La procédure envisagée pour amender la Constitution est celle de l’article 11 qui paraît la meilleure pour la majorité des constitutionnalistes car il s’agit de l’organisation des pouvoirs publics.
c) Quelque soient les mesures qui seront retenues, je souhaite attirer votre attention sur un certain nombre de points :
Il faudra être d’une particulière vigilance au regard du respect d’un certain nombre de principes qui sont de valeur pourrait se dire « supra-constitutionnelle ».
Il ne serait pas raisonnable d’imposer des obligations de faire aux parties ou de sanctionner ou restreindre le choix des électeurs.
Ensuite, il ne faut pas oublier qu’il relève bien de la responsabilité de chaque parti politique de manifester la volonté qui est la sienne de faire une part plus importante aux femmes dans ses structures et à l’occasion des élections même s’il faudra peut-être prendre des mesures pour les y inciter, au moins à titre transitoire.
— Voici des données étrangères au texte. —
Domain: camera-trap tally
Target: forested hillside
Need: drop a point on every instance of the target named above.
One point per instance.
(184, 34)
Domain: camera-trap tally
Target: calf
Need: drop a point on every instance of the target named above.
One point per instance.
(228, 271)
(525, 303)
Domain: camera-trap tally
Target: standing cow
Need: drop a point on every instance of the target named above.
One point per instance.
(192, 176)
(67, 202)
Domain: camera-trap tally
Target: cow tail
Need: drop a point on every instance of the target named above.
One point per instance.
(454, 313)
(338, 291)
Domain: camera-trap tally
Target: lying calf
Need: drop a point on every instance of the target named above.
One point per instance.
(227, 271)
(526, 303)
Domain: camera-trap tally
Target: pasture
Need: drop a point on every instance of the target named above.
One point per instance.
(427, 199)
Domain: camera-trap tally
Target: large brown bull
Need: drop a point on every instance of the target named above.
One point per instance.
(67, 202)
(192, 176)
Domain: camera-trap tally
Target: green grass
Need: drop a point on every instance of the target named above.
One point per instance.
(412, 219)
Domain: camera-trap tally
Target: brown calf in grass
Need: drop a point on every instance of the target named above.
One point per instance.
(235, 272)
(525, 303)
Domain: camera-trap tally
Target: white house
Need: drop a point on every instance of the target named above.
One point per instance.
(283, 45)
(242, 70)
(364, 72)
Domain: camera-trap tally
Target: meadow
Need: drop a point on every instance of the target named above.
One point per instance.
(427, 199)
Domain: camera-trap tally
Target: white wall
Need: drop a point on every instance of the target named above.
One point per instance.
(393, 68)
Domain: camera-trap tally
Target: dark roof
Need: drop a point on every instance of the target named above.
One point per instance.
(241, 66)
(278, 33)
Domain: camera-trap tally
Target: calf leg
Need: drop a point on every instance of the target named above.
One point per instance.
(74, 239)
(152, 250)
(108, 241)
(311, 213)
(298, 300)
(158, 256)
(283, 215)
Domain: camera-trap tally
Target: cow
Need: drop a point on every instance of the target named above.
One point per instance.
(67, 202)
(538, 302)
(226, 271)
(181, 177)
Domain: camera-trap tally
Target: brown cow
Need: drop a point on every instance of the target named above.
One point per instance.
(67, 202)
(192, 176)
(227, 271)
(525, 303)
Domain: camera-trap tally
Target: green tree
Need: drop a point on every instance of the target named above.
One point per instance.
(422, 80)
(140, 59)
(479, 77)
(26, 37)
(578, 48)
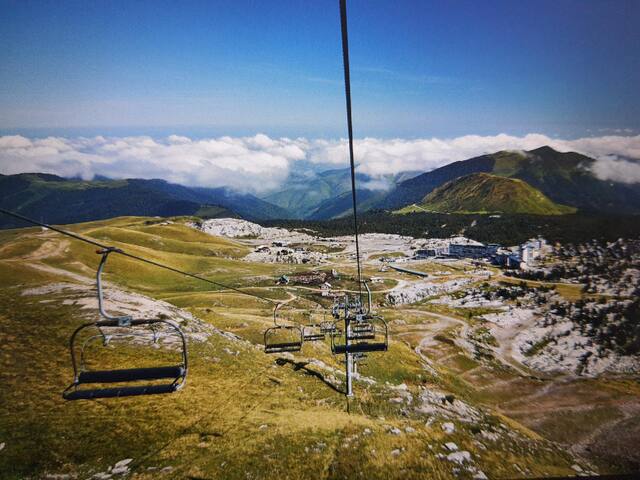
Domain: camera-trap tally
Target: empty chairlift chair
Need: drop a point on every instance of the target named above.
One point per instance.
(283, 338)
(350, 342)
(312, 330)
(129, 381)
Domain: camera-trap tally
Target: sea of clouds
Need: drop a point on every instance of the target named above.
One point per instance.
(259, 163)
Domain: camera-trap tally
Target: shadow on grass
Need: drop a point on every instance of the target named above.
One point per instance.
(297, 366)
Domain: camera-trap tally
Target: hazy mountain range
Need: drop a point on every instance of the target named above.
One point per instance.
(541, 181)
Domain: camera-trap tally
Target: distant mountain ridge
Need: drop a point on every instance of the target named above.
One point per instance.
(486, 193)
(565, 178)
(320, 194)
(59, 200)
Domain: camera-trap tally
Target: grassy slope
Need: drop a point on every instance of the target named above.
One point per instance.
(565, 178)
(484, 193)
(241, 415)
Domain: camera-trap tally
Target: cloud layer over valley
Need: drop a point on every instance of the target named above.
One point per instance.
(260, 163)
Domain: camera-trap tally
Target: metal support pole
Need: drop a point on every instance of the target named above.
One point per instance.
(348, 356)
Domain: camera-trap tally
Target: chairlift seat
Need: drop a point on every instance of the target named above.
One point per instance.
(313, 337)
(120, 391)
(131, 374)
(362, 336)
(359, 347)
(283, 347)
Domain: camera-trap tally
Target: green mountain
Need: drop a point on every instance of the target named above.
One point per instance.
(342, 205)
(565, 178)
(485, 193)
(321, 195)
(304, 192)
(60, 200)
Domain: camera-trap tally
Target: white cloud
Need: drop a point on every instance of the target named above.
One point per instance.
(261, 163)
(612, 167)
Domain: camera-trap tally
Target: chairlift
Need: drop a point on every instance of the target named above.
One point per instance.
(124, 328)
(350, 342)
(283, 338)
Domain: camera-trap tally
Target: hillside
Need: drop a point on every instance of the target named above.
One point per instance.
(485, 193)
(430, 406)
(59, 200)
(565, 178)
(321, 195)
(342, 205)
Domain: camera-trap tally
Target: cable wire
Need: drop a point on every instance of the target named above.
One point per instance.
(347, 91)
(132, 256)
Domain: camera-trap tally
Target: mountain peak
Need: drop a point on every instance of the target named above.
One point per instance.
(486, 193)
(544, 150)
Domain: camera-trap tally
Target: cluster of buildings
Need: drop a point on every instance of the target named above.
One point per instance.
(524, 256)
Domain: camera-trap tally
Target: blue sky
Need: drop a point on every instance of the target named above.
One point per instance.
(419, 68)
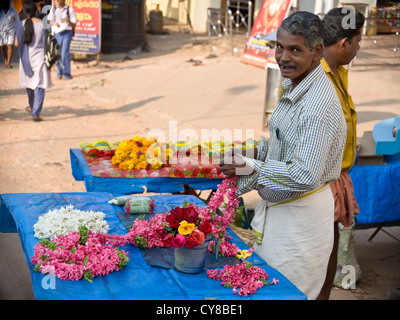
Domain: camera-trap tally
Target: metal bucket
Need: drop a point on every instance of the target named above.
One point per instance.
(191, 260)
(156, 22)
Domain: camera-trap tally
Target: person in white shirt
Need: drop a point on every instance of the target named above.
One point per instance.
(63, 21)
(8, 16)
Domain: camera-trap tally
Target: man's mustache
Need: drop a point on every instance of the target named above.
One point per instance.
(282, 64)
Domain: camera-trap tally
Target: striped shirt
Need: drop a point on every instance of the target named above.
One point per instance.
(307, 138)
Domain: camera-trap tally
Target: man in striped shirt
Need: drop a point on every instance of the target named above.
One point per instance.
(293, 224)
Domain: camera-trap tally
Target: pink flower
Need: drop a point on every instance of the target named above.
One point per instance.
(199, 236)
(178, 241)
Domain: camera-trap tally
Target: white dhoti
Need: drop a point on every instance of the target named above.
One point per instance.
(296, 237)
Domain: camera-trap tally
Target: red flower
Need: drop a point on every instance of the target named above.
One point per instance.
(191, 214)
(191, 242)
(205, 227)
(173, 219)
(167, 240)
(198, 235)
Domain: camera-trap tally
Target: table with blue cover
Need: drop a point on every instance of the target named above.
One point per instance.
(138, 280)
(377, 190)
(82, 172)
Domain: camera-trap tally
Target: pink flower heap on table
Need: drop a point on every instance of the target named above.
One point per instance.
(244, 278)
(220, 222)
(80, 255)
(190, 225)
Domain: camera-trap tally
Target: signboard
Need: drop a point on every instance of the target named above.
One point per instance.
(88, 26)
(270, 17)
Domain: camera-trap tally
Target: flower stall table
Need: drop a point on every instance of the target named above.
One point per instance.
(377, 189)
(137, 280)
(99, 175)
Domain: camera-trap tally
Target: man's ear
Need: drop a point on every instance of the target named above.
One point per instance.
(342, 43)
(318, 50)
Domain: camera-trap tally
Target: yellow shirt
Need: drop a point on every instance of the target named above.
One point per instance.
(341, 85)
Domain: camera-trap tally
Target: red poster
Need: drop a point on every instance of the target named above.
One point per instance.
(88, 26)
(270, 17)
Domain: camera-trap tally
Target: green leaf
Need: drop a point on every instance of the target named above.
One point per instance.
(85, 260)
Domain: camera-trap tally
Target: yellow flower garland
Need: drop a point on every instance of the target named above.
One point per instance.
(132, 154)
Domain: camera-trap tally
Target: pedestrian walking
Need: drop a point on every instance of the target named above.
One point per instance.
(33, 73)
(8, 17)
(62, 20)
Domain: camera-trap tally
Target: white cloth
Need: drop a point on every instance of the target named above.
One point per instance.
(41, 75)
(57, 14)
(7, 29)
(297, 238)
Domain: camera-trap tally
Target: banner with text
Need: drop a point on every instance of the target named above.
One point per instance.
(88, 26)
(270, 17)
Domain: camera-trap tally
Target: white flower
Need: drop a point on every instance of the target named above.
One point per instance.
(67, 219)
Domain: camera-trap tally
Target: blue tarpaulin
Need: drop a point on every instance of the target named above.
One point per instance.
(377, 191)
(376, 187)
(138, 280)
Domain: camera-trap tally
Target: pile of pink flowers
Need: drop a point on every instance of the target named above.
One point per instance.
(156, 231)
(243, 278)
(84, 254)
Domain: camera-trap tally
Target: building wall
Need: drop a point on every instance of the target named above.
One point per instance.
(176, 10)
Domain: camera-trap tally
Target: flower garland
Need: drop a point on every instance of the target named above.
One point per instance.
(151, 233)
(243, 278)
(220, 223)
(60, 222)
(84, 254)
(137, 153)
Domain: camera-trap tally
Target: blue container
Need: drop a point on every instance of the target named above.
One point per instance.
(192, 260)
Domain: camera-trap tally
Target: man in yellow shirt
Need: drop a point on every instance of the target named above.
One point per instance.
(341, 43)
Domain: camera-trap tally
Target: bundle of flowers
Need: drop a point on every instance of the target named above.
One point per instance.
(243, 278)
(189, 225)
(185, 227)
(147, 233)
(84, 254)
(225, 195)
(226, 248)
(59, 222)
(99, 148)
(137, 153)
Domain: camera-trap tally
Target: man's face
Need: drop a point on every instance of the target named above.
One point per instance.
(294, 58)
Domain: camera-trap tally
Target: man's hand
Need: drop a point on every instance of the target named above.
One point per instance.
(235, 166)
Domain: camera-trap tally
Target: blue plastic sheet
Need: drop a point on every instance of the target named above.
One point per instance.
(377, 191)
(138, 280)
(81, 172)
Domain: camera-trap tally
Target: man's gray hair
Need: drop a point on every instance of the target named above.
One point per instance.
(306, 24)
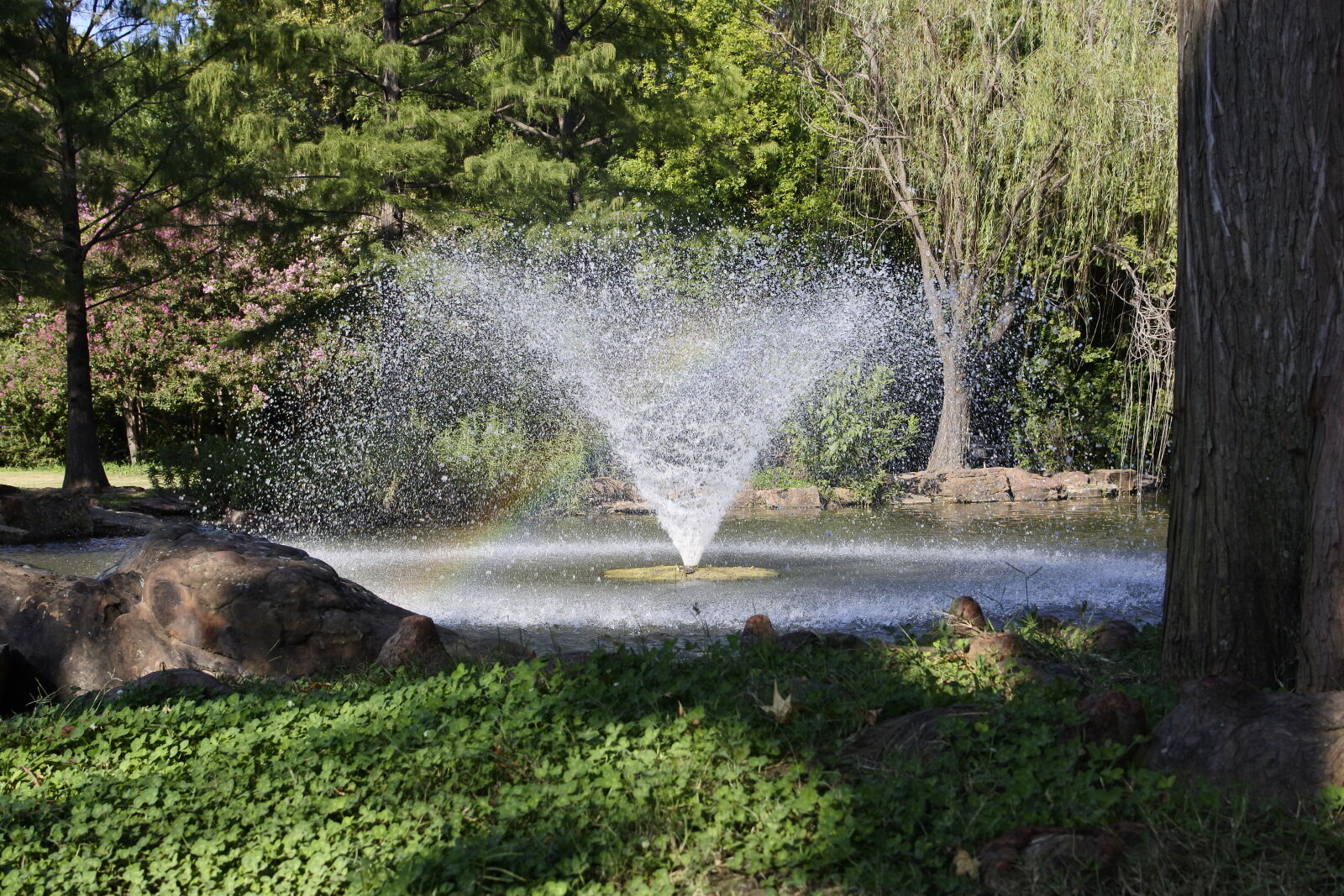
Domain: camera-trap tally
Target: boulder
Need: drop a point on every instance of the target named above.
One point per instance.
(759, 629)
(965, 617)
(174, 681)
(185, 598)
(974, 486)
(1030, 486)
(163, 506)
(796, 499)
(844, 497)
(1088, 492)
(1072, 479)
(116, 523)
(13, 535)
(1112, 716)
(1000, 645)
(1285, 747)
(606, 490)
(47, 513)
(414, 644)
(20, 684)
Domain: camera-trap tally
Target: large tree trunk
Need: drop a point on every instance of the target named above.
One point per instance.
(84, 464)
(1261, 246)
(953, 438)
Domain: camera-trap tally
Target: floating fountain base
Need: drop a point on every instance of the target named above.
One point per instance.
(690, 574)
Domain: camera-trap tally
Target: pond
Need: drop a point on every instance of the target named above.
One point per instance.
(541, 579)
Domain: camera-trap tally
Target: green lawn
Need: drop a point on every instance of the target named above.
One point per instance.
(636, 772)
(50, 477)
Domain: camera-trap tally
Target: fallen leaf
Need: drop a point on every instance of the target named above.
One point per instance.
(965, 864)
(781, 708)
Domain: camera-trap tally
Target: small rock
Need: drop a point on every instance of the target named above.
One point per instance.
(163, 506)
(1000, 645)
(1113, 637)
(13, 535)
(795, 641)
(759, 631)
(916, 735)
(414, 644)
(843, 641)
(1042, 673)
(1016, 860)
(175, 681)
(1048, 625)
(1112, 716)
(633, 508)
(967, 618)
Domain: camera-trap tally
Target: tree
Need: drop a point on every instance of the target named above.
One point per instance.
(1256, 546)
(1001, 144)
(575, 85)
(365, 107)
(104, 86)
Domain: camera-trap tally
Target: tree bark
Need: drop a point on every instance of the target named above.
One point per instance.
(953, 438)
(84, 464)
(1261, 246)
(391, 219)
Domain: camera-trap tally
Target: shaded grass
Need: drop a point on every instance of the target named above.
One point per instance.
(633, 772)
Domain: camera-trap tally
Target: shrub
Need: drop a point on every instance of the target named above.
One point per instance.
(853, 432)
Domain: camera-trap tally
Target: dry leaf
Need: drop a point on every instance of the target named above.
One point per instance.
(781, 708)
(965, 864)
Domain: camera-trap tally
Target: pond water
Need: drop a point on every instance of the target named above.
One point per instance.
(539, 579)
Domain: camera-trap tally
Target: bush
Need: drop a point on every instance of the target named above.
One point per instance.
(853, 432)
(494, 464)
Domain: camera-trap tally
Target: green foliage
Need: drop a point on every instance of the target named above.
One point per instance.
(492, 463)
(1068, 411)
(853, 432)
(631, 773)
Le gouvernement veillera à ce qu’il n’y ait pas de dérapage risquant de remettre en cause ses valeurs républicaines.
Liberté du suffrage
Libre organisation des partis
Unité et indivisibilité de la République
Égalité des citoyens.
Enfin, des mesures tout à fait efficaces peuvent être envisagées dans le cadre de la modernisation de la vie publique, Mme HALIMI en évoque certaines (cumul des mandats, congés électifs…)
N’oublions pas surtout que tout ceci doit s’accompagner sur le terrain par l’information et la formation de nos concitoyens. En effet, l’équilibre de la participation homme-femme dans la vie politique ne peut entrer plus largement dans les faits que si chaque homme, chaque femme se sent concerné par « la vie de la cité » et retrouve ainsi confiance dans « la politique ».
Les débats en cours confirment que l’opinion publique semble évoluer. C’est cette pression de tous les instants, doublée des engagements des partis, qui fera sauter les verrous de notre archaïsme. Ainsi s’imposeront durablement des quotas de fait. Les pays du Nord de l’Europe n’ont pas fait autrement, rappelons-le.
Je crois plus à une évolution qu’à une révolution dans ce domaine. Sur un sujet aussi complexe la moindre erreur est toujours le meilleur moyen d’enterrer le débat. Ce qui serait un désastre.
Allons donc fermement vers l’équilibre entre hommes et femmes, mais restons les pieds sur terre.
Je crois en l’investissement des femmes dans le vie locale, socle de compétence, d’ancrage où le pragmatisme le sens du terrain et de l’humain permettent aux femmes de s’exprimer pleinement et sans doute mieux que d’autres.
Je crois en l’investissement des femmes dans les partis politiques car ils sont le passage obligatoire vers les investitures car tel est notre système français.
J’ai conscience d’avoir plus formulé des questions exposé une méthode et précisé des limites, que proposé des solutions.
Mais il est clair que le débat doit être le plus ouvert possible, et que l’on peut commettre de graves erreurs en voulant brûler les étapes sur ce sujet : l’histoire nous l’a montré.